İzzetbegoviç'te her şeyin özgürlük ve ahlak temelinde kurulu olduğuna dikkati çeken Gündüz, şunları kaydetti:
"Asla makyevalist değildir yani kendi çıkarlarına uygun olarak davranabilen bir insan değildir. Diyor ki, 'kendi tarafgirliğiniz içinde sizin aleyhinizde olsa bile mutlaka adaletli davranın.' Şüphesiz beslendiği kaynak gerçek İslam kaynağı, bizim için bağımsız bir aklın neler yapabileceğinin 20. yüzyılda en somut göstergesi. Bunun için Müslümanlar olarak bağımsız bir akla, bağımsız bir idrake sahip olmamız gerekiyor. Aliya, geçmişe bağlı ama geçmişe bağımlı değildi."
Gündüz, Aliya'yı övmekten çok, bıraktığı mirasa sahip çıkmak gerektiğine vurgu yaparak, "Aliya İslam coğrafyasında büyük bir dinamizm olabileceğini, İslam coğrafyasındaki genç aklın bir kurtuluş olabileceğini söylüyor ve bize "Bizim en önemli kurtuluşumuz Müslüman olabilmektir, Müslümanlar gerçekten Müslüman oldukları zaman Allah, onların üzerinden kaldırdığı izzet ve şerefi iade edecektir.' diyordu." ifadesini kullandı.
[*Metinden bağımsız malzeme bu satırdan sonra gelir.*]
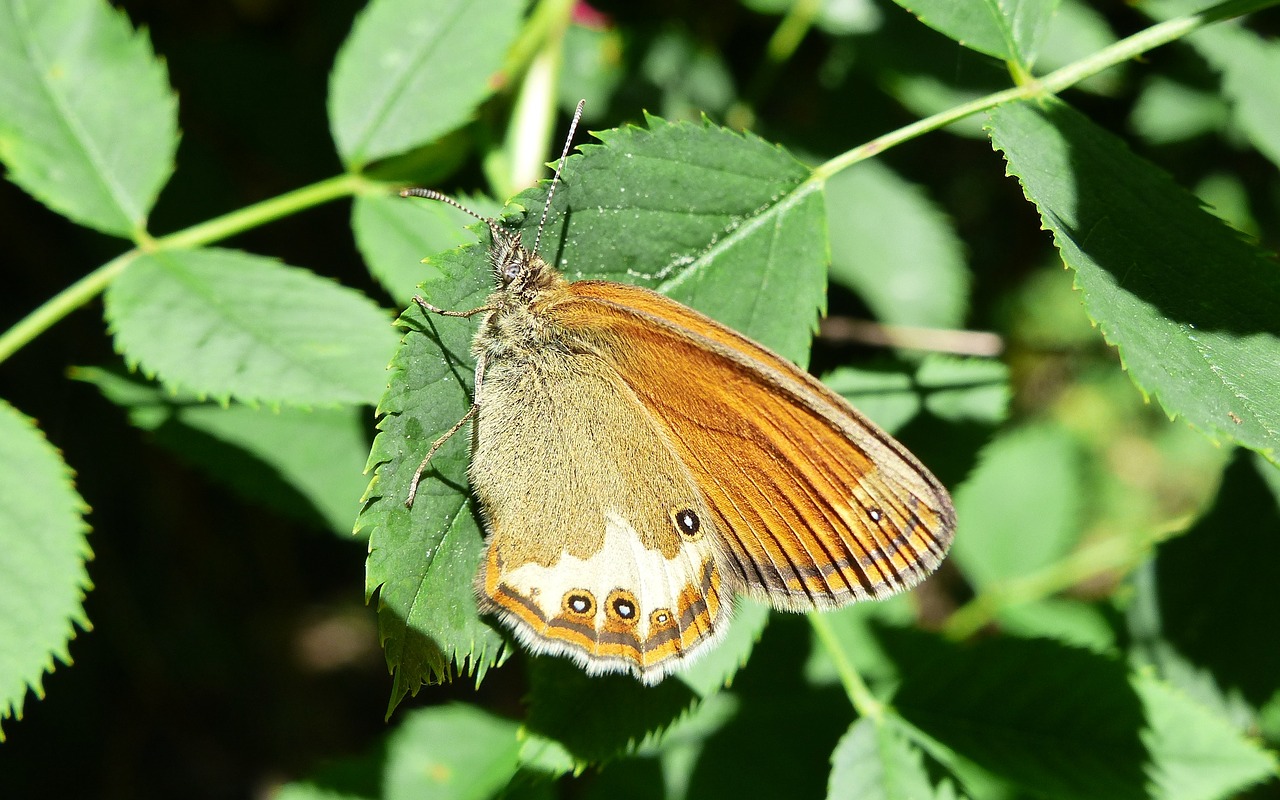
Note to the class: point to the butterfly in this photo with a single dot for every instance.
(639, 465)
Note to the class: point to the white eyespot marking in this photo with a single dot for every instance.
(686, 522)
(584, 589)
(580, 603)
(622, 604)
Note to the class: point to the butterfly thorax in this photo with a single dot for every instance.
(520, 327)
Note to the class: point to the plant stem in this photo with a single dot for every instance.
(211, 231)
(1112, 554)
(859, 694)
(1056, 81)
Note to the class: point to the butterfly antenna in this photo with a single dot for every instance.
(560, 165)
(446, 199)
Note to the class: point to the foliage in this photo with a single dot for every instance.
(1109, 430)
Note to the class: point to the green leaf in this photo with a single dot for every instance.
(1061, 722)
(892, 246)
(1077, 31)
(305, 462)
(1169, 112)
(42, 554)
(1010, 30)
(87, 122)
(393, 234)
(412, 71)
(451, 752)
(1247, 63)
(1073, 622)
(876, 762)
(598, 718)
(721, 222)
(1193, 309)
(950, 388)
(1019, 511)
(1196, 754)
(714, 670)
(227, 324)
(1239, 536)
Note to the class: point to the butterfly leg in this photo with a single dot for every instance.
(435, 446)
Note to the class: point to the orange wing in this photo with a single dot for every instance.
(821, 507)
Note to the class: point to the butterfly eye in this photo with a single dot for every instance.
(686, 522)
(622, 604)
(579, 602)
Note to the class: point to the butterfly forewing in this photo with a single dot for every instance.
(816, 506)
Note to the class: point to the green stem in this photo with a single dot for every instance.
(92, 284)
(859, 694)
(1056, 81)
(543, 22)
(1116, 554)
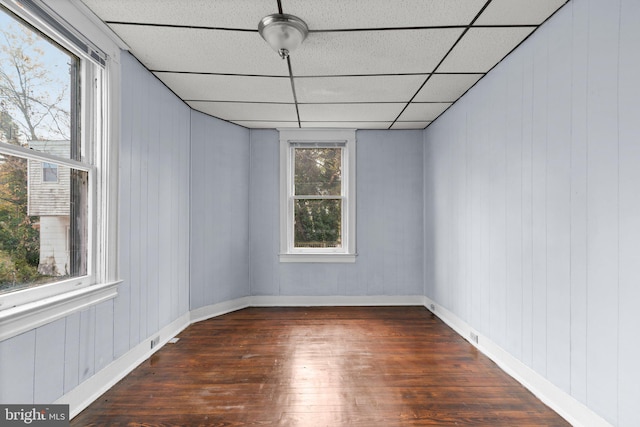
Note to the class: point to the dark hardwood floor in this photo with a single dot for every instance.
(308, 367)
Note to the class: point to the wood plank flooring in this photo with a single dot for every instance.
(312, 367)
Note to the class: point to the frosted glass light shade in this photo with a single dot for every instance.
(283, 32)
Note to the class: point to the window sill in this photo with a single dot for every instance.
(319, 258)
(17, 320)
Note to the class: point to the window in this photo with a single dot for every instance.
(317, 212)
(49, 172)
(55, 202)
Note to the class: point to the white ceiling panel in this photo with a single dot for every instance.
(347, 125)
(446, 87)
(245, 14)
(410, 125)
(372, 52)
(204, 87)
(247, 111)
(518, 12)
(358, 89)
(423, 112)
(481, 48)
(362, 63)
(341, 14)
(211, 51)
(255, 124)
(349, 112)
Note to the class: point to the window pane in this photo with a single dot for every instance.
(37, 90)
(318, 223)
(49, 172)
(318, 171)
(43, 227)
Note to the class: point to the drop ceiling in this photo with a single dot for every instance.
(366, 64)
AK Parti İstanbul İl Başkanlığı Balkanlar ve Avrasya Komisyon Başkanı Ay ise, İzzetbegoviç'in 1990'lı yıllarda Batı'ya ahlak ve insanlık dersi verdiğini dile getirerek, "Sahip çıktığı İslami söylemini evrensel bir dile dönüştürürken beslendiği medeniyet birikiminin farkındadır. Bu yönüyle İslam dünyasında yeni bir lider prototipinin habercisi olmuştur." şeklinde konuştu.
Sanat tarihçisi İsmail Erdoğan ise, İzzetbegoviç'e dair şu görüşlerini aktardı:
"Bana göre herkesin içinde kendisine özgü bir Aliya vardır. Eğer bir insan onunla tanıştıysa, onun kitaplarıyla hemhal olmuşsa o artık dünyayla hesaplaşmaya başlamış demektir ve herkesin Aliya üzerinden dünyayla hesaplaşması da dünyaya özgüdür, bu yüzden herkesin bir Aliya'sı vardır, içinde durur ya da içinde durmaz büyük bir hareketliliğe neden olur."
Etkinliğin moderatörü Doğan ise, İzzetbegoviç'i kitaplarından tanıdığını söyleyerek, "Rahmetli Erbakan, belediye başkanlığı yaptığım partinin lideriydi ve Bosna için o dönem şamatasız, gösterişsiz büyük işler yaptı. Biz de kendimize düşen işleri yaptık. Aliya İzzetbegoviç cephedeydi, ismini bir parka verdik, kendileri gelecek durumda değildi ve eşi Halide hanımı yollamıştı." anısını nakletti.
TYB İstanbul Şube Başkanı Mahmut Bıyıklı ise, İslam dünyasının birçok yönüyle öne çıkan liderleri olduğuna işaret ederek, şunları söyledi:
"Ama bilgelikle, bilgiyle, kendi içerisinde felsefeyle hesaplaşacak katar entelektüel yanı olan liderimiz az. Sadece bilgelik ve entelektüellikle kalmayıp aynı zamanda eylemi, bilgelikle buluşturan bir lider olması açısından da Aliya'nın özel bir yeri var. Dolayısıyla bizim onu daha çok okumamız, anlamamız gerekiyor. Daha 15 yaşında Batılı filozoflara eleştiri getirecek kadar felsefeye hakim olan, 18 yaşında Batı'ya reddiye yazacak kadar bilgi ve birikim sahibiydi. Bizim gençlerimiz de inşallah bir gün Aliya gibi Batı ideolojisine karşı Müslümanları savunacak hale gelecekler diye ümit ediyoruz."
Etkinlikte, İzzetbegoviç'i anlatan belgesel gösterimi yapıldı.